Laurent Ruquier
Et son pote Lemoine


 
Evidemment, Jean-Luc Lemoine en monstre de Frankenstein, ça peut paraître curieux. D'autant que mon dessin est fait d'après de vagues souvenirs de Jean-Luc Lemoine, et est donc vraisemblablement assez éloigné de son modèle d'origine. Ce qui n'est après tout pas bien grave, puisque Jean-Luc Lemoine est l'incarnation humaine du mot " vague ". Malgré sa présence presque systématique au sein de On A Tout Essayé, son manque évident de charisme et de personnalité réduit à néant toute sa volonté de marquer les esprits.
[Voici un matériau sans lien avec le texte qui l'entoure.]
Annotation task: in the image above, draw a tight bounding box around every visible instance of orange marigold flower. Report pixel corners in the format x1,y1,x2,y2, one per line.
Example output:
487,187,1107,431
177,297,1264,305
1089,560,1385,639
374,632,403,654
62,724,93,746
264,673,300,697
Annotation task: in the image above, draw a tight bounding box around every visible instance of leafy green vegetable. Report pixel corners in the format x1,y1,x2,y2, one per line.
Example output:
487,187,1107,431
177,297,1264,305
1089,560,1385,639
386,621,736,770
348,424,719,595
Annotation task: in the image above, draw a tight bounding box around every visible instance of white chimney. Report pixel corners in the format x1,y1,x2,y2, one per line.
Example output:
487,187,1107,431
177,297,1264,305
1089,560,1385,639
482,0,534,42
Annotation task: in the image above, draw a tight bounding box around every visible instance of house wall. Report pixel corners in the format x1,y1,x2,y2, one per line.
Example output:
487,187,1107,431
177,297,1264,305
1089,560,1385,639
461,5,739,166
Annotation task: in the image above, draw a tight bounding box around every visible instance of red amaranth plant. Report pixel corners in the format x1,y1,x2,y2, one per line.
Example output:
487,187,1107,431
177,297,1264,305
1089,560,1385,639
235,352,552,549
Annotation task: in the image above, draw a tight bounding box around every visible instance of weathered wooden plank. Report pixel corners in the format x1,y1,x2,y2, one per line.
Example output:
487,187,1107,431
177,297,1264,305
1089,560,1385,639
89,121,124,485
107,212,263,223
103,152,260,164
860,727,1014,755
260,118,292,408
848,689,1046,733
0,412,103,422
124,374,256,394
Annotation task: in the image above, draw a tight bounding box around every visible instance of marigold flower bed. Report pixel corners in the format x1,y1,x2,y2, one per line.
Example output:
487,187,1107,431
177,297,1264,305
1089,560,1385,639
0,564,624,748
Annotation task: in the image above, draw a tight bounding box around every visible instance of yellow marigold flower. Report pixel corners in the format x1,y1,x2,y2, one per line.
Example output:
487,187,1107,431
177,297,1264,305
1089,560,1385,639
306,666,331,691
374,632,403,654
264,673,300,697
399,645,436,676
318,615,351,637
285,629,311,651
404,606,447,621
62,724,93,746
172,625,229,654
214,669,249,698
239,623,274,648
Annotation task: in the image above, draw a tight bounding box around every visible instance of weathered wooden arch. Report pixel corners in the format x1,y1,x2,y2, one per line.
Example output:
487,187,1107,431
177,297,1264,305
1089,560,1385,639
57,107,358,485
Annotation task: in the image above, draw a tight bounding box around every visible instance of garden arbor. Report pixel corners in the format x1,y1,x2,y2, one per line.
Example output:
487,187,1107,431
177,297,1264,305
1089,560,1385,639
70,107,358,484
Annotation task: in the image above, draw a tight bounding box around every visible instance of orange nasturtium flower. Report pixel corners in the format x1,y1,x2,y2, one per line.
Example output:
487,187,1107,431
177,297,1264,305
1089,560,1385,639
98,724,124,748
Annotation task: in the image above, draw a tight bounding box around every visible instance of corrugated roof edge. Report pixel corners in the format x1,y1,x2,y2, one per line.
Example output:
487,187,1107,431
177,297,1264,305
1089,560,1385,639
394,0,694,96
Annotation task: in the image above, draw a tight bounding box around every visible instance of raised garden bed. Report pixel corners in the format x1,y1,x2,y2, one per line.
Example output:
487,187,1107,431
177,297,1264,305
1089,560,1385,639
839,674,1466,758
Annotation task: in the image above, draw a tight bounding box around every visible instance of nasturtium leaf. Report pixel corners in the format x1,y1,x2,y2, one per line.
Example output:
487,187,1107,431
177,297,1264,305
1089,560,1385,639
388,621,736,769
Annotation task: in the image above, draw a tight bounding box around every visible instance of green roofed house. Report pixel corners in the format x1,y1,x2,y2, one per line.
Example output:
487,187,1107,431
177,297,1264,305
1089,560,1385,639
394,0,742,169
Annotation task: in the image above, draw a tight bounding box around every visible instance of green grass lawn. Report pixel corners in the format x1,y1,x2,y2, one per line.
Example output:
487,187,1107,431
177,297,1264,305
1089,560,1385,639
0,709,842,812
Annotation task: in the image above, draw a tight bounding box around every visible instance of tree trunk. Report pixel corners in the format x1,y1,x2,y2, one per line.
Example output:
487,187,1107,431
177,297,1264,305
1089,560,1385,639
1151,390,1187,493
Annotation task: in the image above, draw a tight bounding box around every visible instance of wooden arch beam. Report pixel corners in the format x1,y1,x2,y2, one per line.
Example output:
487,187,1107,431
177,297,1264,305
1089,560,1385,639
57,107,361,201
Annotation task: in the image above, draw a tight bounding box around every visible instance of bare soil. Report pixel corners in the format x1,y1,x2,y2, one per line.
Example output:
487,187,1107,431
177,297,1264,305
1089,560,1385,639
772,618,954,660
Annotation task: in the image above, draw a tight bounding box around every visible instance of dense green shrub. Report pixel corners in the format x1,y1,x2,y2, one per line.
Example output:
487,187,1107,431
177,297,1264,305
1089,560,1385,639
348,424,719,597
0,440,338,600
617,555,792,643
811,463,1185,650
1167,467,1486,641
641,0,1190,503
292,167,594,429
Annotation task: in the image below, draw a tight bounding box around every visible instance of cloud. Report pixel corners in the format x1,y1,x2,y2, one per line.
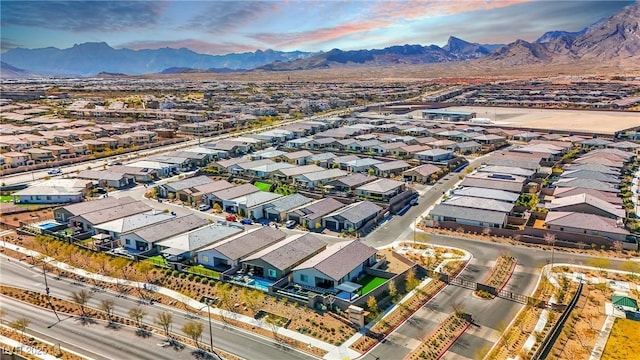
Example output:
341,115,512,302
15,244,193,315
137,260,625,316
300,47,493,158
118,39,256,55
248,0,530,48
182,1,278,34
0,37,20,52
0,1,167,32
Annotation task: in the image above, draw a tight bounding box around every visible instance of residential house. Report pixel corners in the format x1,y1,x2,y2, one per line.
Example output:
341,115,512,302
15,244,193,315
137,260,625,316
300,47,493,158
242,233,327,280
461,173,527,193
545,193,626,219
94,209,174,240
177,180,234,206
197,226,287,271
207,184,260,213
287,198,344,230
429,203,507,228
2,151,31,168
74,170,136,189
67,201,151,235
327,174,378,192
344,158,382,173
11,178,93,204
156,223,244,261
355,179,405,201
455,141,482,154
156,175,213,201
322,201,383,232
402,164,442,184
373,160,411,177
121,214,209,253
415,149,453,163
294,169,347,189
231,191,282,220
263,193,313,222
53,196,140,224
282,150,313,165
272,165,326,181
545,211,630,242
293,240,377,291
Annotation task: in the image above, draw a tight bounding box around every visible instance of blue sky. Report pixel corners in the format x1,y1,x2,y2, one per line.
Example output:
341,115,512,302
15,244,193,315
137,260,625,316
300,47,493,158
0,0,632,54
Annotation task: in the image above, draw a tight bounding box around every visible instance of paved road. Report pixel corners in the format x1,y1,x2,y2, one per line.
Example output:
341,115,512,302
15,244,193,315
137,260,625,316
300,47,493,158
0,257,313,360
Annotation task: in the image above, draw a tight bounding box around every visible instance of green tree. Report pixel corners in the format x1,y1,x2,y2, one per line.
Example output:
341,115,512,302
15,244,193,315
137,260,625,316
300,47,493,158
129,306,147,328
71,289,91,316
182,320,203,348
155,311,173,336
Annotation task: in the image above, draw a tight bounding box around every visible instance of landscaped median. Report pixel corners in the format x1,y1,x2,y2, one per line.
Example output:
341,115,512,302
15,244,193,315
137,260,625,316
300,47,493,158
474,255,518,299
351,279,447,353
405,313,471,360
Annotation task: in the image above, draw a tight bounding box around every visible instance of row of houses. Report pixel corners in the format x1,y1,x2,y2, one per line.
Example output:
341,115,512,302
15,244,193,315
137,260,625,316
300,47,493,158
54,194,376,292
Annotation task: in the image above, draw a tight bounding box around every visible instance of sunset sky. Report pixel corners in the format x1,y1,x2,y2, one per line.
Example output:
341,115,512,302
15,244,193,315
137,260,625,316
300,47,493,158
0,0,632,54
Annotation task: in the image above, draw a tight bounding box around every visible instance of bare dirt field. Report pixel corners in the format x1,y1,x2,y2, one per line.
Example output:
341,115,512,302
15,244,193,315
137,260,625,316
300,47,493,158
436,106,640,134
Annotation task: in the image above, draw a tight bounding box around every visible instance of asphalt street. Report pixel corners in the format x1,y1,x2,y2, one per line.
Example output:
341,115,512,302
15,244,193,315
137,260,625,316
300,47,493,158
1,257,313,360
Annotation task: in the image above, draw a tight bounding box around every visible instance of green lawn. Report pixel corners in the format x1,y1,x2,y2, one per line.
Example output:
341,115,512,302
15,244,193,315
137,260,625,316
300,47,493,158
0,195,13,203
186,265,220,279
357,275,387,295
253,181,271,192
145,255,170,267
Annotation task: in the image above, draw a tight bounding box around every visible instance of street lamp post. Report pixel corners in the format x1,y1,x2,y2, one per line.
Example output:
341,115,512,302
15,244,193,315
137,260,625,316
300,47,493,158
200,296,221,359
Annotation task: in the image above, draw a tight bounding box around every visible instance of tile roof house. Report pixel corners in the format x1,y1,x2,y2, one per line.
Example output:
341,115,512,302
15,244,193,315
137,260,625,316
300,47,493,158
545,211,630,242
327,174,378,192
264,193,313,222
402,164,441,184
53,196,139,223
156,223,244,261
197,226,287,271
11,178,94,204
322,201,383,232
121,214,209,253
68,201,151,235
429,204,507,228
293,240,376,290
545,193,626,219
355,179,405,201
373,160,411,177
242,233,327,280
287,198,344,230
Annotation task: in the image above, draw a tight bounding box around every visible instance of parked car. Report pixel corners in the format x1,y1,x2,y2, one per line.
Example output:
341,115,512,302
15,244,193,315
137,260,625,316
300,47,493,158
284,220,296,229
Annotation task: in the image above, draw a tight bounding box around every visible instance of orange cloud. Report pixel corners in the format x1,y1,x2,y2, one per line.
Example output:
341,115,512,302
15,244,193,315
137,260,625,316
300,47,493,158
249,0,531,47
121,39,256,55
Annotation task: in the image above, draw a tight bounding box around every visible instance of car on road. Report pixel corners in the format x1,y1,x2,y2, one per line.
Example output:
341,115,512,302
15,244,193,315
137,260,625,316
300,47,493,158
47,168,62,175
284,220,296,229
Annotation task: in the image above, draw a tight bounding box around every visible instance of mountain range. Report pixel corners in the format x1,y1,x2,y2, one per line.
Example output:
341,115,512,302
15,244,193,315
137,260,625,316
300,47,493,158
0,2,640,78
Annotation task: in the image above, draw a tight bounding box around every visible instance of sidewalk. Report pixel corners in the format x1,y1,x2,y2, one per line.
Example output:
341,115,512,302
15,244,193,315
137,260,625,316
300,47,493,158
2,244,338,360
0,335,58,360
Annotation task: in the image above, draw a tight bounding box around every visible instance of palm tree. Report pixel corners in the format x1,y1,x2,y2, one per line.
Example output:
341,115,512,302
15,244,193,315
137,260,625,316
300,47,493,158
155,311,173,336
129,306,147,328
71,289,91,317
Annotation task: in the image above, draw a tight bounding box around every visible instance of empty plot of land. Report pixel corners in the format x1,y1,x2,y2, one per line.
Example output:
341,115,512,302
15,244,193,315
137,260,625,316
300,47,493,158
446,106,640,134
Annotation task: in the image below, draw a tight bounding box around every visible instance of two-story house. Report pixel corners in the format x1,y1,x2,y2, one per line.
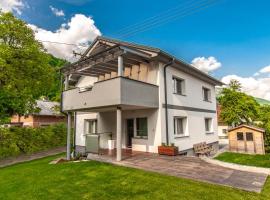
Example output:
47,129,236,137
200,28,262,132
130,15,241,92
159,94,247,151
62,37,222,161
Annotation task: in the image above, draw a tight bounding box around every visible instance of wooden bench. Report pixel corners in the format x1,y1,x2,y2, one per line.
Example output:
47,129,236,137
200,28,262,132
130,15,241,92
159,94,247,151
193,142,213,156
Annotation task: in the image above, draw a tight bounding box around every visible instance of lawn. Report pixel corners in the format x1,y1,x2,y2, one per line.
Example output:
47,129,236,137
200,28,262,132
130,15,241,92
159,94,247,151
215,152,270,168
0,156,270,200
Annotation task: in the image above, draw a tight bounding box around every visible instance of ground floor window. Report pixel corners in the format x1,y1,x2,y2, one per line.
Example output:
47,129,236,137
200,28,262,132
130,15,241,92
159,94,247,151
85,119,97,134
174,117,187,136
204,118,213,133
136,117,148,137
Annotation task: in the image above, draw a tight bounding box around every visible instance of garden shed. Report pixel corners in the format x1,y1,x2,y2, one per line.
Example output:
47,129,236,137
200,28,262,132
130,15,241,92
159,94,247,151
228,125,265,154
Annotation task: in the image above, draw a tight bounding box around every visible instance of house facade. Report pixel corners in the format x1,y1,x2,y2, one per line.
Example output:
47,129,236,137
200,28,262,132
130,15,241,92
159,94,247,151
9,100,65,127
62,37,222,160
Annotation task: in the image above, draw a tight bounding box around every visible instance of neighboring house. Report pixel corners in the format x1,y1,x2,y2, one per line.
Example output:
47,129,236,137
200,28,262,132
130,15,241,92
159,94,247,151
10,100,65,127
61,37,222,161
217,104,230,139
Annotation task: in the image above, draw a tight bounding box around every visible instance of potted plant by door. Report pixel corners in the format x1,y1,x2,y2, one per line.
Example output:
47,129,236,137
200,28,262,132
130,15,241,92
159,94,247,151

Dans une récente mise à jour, on tapait sur la tête de Michel Drucker, et c'était très drôle, d'ailleurs, il n'y avait rien à redire, sauf que je pense que Jean-Luc Lemoine mérite cent fois plus le qualificatif de bibelot que son aîné.
 
Jean-Luc Lemoine n'est qu'un objet. Il a été assemblé de toutes pièces par Laurent Ruquier, dans un laboratoire poussiéreux, décoré façon série B à grand renfort de bocaux de formol entreposés sur des planches de bois vermoulues et de filtres en verre, où bouillonnent des poisons et des préparations maléfiques. Ruquier oeuvrait dans ce lieu à la création de son monstre...
 
Il a récupéré un peu tout ce qu'il a pu : les jambes d'un golfeur cancéreux, le torse d'un végétarien asthmatique, les bras d'un joueur de triangle, la tête d'un pigiste de Télé 7 Jours, et une perruque volée sur un établi de coiffeur. Le cerveau, récupéré d'un ancien humoriste des années 30, mort lapidé par son propre public alors qu'il se produisait au Don Camillo, a été partagé entre lui et Jean-François Dérec.
 
Trois boulons, du fil et une aiguille suffirent pour assembler la chose, et une légère impulsion électrique réussit à l'animer. Jean-Luc Lemoine était né.
 
Voila pour le côté Frankestein, que notre héros ne renie pas lui même, d'ailleurs, puisqu'il se plait à s'exposer la gueule colorié en vert sur les affiches de son spectacle " Jean-Luc Lemoine est inquiétant ". Comme quoi...
 
Le côté " vague souvenir ", maintenant. Il peut paraître paradoxal qu'un type créé de toutes pièces laisse aussi peu d'empreintes dans l'inconscient, puisqu'il s'agit quand même d'un prodige technologique. Et pourtant, c'est vrai. Quand on demande à un quidam lambda de citer six membres de la bande à Ruquier, il va sauter sur Steevy, Miller, Sarraute, Mezrahi, Derec et Alonso. Mergault, Gelluck ou Maxime se disputeront les places d'honneur, mais Lemoine, je l'ai souvent constaté, est systématiquement oublié. Ce n'est d'ailleurs pas un hasard si il a été, ce me semble, mis de côté pour La Presse Est Unanime.
 
Voila donc pourquoi j'ai laissé mon imagination prendre le relais, et que j'ai renoncé à me documenter sur le personnage. Ca n'en valait pas la peine. Jean-Luc Lemoine est une plante verte, un élément de décor, une poupée gonflable, encore qu'à mon avis, bien peu de filles fantasment sur l'individu, qui doit avoir un zgègue à l'image du reste, blanc/vert, flappi, et mou.